Sustainable Resource Management

Sustainable resource management is at the heart of sustainable consumption and production. Sustainable resource management aims to close the product life cycle loop to achieve more efficient, circular material flows throughout entire economies. In this concept, "waste" is considered as a useful resource for meeting society's need for products and services. Moving beyond cleaner production, sustainable resource management takes advantage of all potential resources in order to meet the needs of the people within the carrying capacity of the Earth.

UNEP's work to promote sustainable resource management is spearheaded by the International Panel for Sustainable Resource Management, which provides coherent and authoritative scientific assessments on the environmental impacts of resource use over the full life cycle.
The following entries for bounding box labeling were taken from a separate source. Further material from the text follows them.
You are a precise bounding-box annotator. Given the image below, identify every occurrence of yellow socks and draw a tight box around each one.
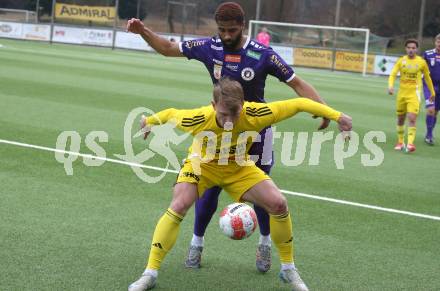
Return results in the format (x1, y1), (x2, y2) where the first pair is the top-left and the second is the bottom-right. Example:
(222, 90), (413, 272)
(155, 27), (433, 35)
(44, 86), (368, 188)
(270, 212), (293, 264)
(397, 125), (405, 143)
(408, 127), (416, 144)
(147, 208), (183, 270)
The Resource Panel works to decouple economic growth from resource use and resource use from environmental degradation, and in particular to develop a better understanding of the ways to increase resource-efficient economic growth .

The sustainable use of natural resources was a key focus-area at the 2002 World Summit for Sustainable Development and is mentioned in two chapters of the Johannesburg Plan of Implementation: Poverty Eradication and Sustainable Consumption and Production. Resources are needed to eradicate poverty and fulfill the Millennium Development Goals. The topic of sustainable resource management has also been addressed at the international level by Japan in launching the G8 Initiative on 3R (reduce, reuse, recycle), by China in promoting a circular economy and by the European Commission in its thematic strategy on sustainable use of natural resources.

The management of resources such as metals and minerals, oil and gas, water and other renewable resources (for food and non-food purposes) is a fundamental challenge of sustainable development. In the last few years, unsustainable resource consumption has accelerated fuelled by soaring prices for raw commodities and increased competition amongst importing and manufacturing countries for ressources. Recent global assessments such as the Millennium Ecosystem Assessment and the Fourth Assessment Report of the Intergovernmental Panel on Climate Change have issued strong messages regarding the seriousness and irreversibility of the environmental impacts related to resource use, such as land degradation, loss of biodiversity, pollution and climate change.

At the same time, the global sentiment and the push for collective action necessary to address these problems is also gaining momentum. Recent government policies have started to monitor and address the environmental dimension of natural resource use. Government have launched 'material flows analysis' to evaluate land use alterations in relation to extraction and transportation infrastructure of raw materials and have also begun to implement life cycle thinking with regards to products and services.